Each item on the questionnaire was scored as either 0 (no answer/not applicable); 1 (not present, needs to be developed); 2 (needs a lot of strengthening); 3 (needs some strengthening); or 4 (already present, no action needed). Secondly, data was analysed to generate the standard specific results and also results of the RHIS grouped by domain and subdomain.
Statistical data analysis for quantitative study
Data was entered into Microsoft Excel 2013, cleaned and then exported for analyses using IBM- SPSS version 25. Quantitative variables following a normal distribution were presented as mean ± standard deviation; and presented as median (interquartile range) otherwise. Frequencies and percentages (%) were used to describe categorical variables.
Qualitative method
Qualitative study, conducted from 16 to 27 September 2019 after quantitative data collection, was primarily designed as a triangulation strategy at the regional level to check for the consistency and convergence of findings generated by data collection through quantitative methods at health facility level for questions related to policy, planning, management, human resources, data needs, standards and system design. Secondary, qualitative study aimed at obtaining proposed strengthening actions for the above mentioned related questions.
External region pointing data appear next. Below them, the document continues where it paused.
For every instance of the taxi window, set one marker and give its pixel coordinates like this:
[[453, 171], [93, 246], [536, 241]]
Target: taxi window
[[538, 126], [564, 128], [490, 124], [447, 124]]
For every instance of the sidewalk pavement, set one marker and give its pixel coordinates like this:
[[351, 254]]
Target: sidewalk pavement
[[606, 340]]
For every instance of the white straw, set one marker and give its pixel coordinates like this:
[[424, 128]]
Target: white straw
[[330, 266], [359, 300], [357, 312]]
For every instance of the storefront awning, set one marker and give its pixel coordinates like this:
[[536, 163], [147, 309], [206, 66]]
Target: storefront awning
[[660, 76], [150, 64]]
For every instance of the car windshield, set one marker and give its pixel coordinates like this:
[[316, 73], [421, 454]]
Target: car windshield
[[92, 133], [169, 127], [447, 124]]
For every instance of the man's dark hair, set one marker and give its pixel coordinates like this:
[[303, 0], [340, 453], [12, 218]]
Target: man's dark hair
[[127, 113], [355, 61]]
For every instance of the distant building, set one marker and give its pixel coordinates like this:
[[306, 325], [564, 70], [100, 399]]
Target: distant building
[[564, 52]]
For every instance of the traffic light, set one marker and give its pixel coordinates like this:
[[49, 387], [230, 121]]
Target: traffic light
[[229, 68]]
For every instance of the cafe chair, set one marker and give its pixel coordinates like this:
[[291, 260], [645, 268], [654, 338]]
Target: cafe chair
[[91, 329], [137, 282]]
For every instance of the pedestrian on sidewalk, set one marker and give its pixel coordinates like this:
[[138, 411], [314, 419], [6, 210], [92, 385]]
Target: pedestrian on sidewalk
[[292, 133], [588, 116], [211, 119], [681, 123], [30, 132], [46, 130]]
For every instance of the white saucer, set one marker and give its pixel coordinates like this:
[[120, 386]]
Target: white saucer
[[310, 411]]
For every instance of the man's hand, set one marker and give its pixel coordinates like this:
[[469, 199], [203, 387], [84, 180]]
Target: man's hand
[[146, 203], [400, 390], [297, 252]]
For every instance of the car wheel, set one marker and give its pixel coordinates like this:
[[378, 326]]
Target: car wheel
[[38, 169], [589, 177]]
In-depth interviews were conducted with eleven key informants aged 25-36 years (6 male and 7 female) that were identified in the various services of the Regional Health Office. There were 6 from Health Information Unit, 3 from Human Resources Unit, and 2 from Planning Unit. All interviews were conducted in a private location and audio-recorded with permission from the interviewee, transcribed, coded; themes and patterns identified, and findings compared with quantitative findings. There were no discrepancies between information provided at the health facility level and that obtained at the regional level.
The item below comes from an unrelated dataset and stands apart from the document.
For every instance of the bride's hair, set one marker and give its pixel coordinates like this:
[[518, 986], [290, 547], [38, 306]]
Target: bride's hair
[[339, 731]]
Broad ideas, themes, concepts, behaviors, or phrases have been identified and codes assigned to them. Once the data coded, for each question, themes, patterns and most common recommendations were identified.
Ethical Considerations
The study received ethical approval 0552-/CRERSHC/2018 from the Regional Ethical Committee for Research and Human Health” (Center Region) and the authorization 0549- /AP/MINSANTE/SG/DRSPC from Regional Delegate of Public Health of the Centre Region.
Recruitment of participants was conducted only after describing the study procedures and obtaining informed consent. During the process of obtaining informed consent, participants were clearly informed that participation is voluntary and that non-participation would have no negative consequences.